A statement under this subdivision shall be furnished to the importer by the district director, upon request of the importer, in every case where such importer furnishes the district director with information which establishes to the satisfaction of the district director that the importer has given bond in an amount sufficient to protect the interests of the United States with respect to any tax under section 4061(a) which may become due in respect of the articles to which the request relates, and with such other information as is required under this subdivision to be shown in the statement. Such request, together with such information, shall be submitted by the importer immediately upon receipt by him of notice that articles taxable under section 4061(a) have been exported to his order. A separate request shall be made in respect of each shipment. Each statement given under this subdivision shall be executed in duplicate. The original of such statement shall be furnished by the district director to the importer and the copy shall be retained by the district director.(ii) No bond required. If the importer is not required to give bond under this section, the statement shall show:
(a) The name and address of the importer.

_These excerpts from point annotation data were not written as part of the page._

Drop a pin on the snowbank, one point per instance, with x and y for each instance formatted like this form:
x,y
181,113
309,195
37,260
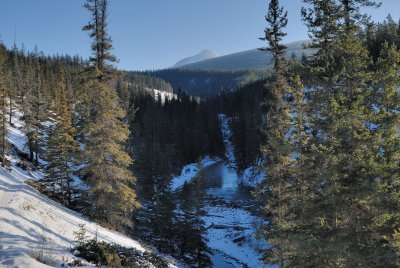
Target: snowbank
x,y
231,231
32,225
30,221
252,176
189,172
164,95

(b) That bond under this section is not required of such importer.
A statement under this subdivision shall be furnished to the importer by the district director on the date on which the district director determines that the importer is not required to give a bond under this section. Such statement shall be executed in triplicate. The original of such statement and one signed copy shall be furnished by the district director to the importer, and one copy shall be retained by the district director. Additional signed copies of such statement will be furnished by the district director to the importer upon request of the importer. However, once such statement, or a signed copy thereof, has been furnished by the importer to a collector of customs, the requirements imposed by subparagraph (1) of this paragraph are deemed to be satisfied in respect of all articles taxable under section 4061(a) which thereafter arrive in the United States for release to or for the importer in a port under the jurisdiction of such collector of customs, until such time, if any, as such collector of customs receives written notification from the district director or the Commissioner of Customs that such statement has been withdrawn.